Food and activity trackers can be useful tools when they are used to gather information.  You can learn a lot about how different foods and portion sizes compare in terms of how many calories they provide and how much they fill you up.  You can learn how your body feels after a 400 calorie breakfast instead of a 200 calorie breakfast, or how it feels to eat 100 calories worth of roasted potatoes vs 100 calories worth of potato chips.

You can identify which foods (or hours of the day) are contributing excess calories that keep you from weighing less. You can experience how much you need to move around in order to hit 10,000 steps a day, or get a reality check on how often you’re getting 30 minutes of exercise. 

All of this can be useful and empowering information.  

But if you’ve been weighing, measuring, logging, and tracking every bite and step for more than a few weeks, you’re probably not gathering much new information. Instead of being your tutor, your tracker can easily become the judge, jury, and executioner.  
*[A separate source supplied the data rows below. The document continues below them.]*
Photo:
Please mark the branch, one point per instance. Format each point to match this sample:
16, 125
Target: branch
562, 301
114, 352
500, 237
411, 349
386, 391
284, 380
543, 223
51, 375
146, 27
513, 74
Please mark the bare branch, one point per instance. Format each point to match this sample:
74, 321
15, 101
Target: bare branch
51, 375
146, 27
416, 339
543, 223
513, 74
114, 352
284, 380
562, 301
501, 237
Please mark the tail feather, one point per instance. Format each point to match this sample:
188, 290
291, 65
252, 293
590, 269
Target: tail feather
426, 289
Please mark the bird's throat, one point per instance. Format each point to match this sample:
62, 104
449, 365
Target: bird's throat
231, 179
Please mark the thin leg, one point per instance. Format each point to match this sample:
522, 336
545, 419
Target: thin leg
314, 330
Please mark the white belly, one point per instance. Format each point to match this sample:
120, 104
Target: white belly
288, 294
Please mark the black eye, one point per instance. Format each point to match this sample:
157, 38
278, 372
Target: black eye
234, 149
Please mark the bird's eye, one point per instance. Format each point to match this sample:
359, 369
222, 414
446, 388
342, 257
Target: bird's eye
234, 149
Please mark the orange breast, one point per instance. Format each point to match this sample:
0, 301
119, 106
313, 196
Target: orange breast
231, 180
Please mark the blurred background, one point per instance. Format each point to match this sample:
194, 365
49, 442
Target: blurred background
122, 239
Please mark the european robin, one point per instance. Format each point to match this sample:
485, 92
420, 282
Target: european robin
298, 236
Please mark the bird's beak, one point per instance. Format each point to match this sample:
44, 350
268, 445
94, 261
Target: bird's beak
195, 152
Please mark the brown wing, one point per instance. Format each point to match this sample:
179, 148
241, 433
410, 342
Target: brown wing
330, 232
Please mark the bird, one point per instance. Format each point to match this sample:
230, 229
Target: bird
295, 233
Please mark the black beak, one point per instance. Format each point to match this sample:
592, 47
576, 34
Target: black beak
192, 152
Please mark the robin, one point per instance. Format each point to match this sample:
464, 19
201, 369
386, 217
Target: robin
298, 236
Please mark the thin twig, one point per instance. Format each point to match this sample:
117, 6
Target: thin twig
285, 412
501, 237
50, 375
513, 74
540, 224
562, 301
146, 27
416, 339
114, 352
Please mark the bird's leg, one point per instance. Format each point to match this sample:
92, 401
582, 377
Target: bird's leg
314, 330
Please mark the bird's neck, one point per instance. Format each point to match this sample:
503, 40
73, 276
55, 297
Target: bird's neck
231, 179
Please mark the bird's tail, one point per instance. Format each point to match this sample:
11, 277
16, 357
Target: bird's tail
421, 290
  • Instead of considering your hunger level, you ask your tracker how many more calories you’re allowed to eat.  Hit your limit? Then no more food for you.  (Or, worse: off to the gym to burn some calories so you can eat more.)
  • Instead of choosing foods that you enjoy and that make you feel good, you use your tracker to choose the one that’s lowest in calories. 
  • Instead of developing your self-awareness and self-control, you’re outsourcing both of these to a device.

That’s the opposite of empowering. 

We hear from so many people who are SO sick of tracking but terrified to stop. They’re afraid that, without their tracker to them when to stop eating, they’ll never stop.

But listen: If you have the discipline to stop eating when your tracker tells you to, you also have the ability to stop eating when your stomach (or brain) lets you know that you’ve had enough. You can reclaim the authority that you’ve given to your tracker.  And there’s nothing more freeing than realizing that you can trust yourself to know (and do) what’s in your best interests.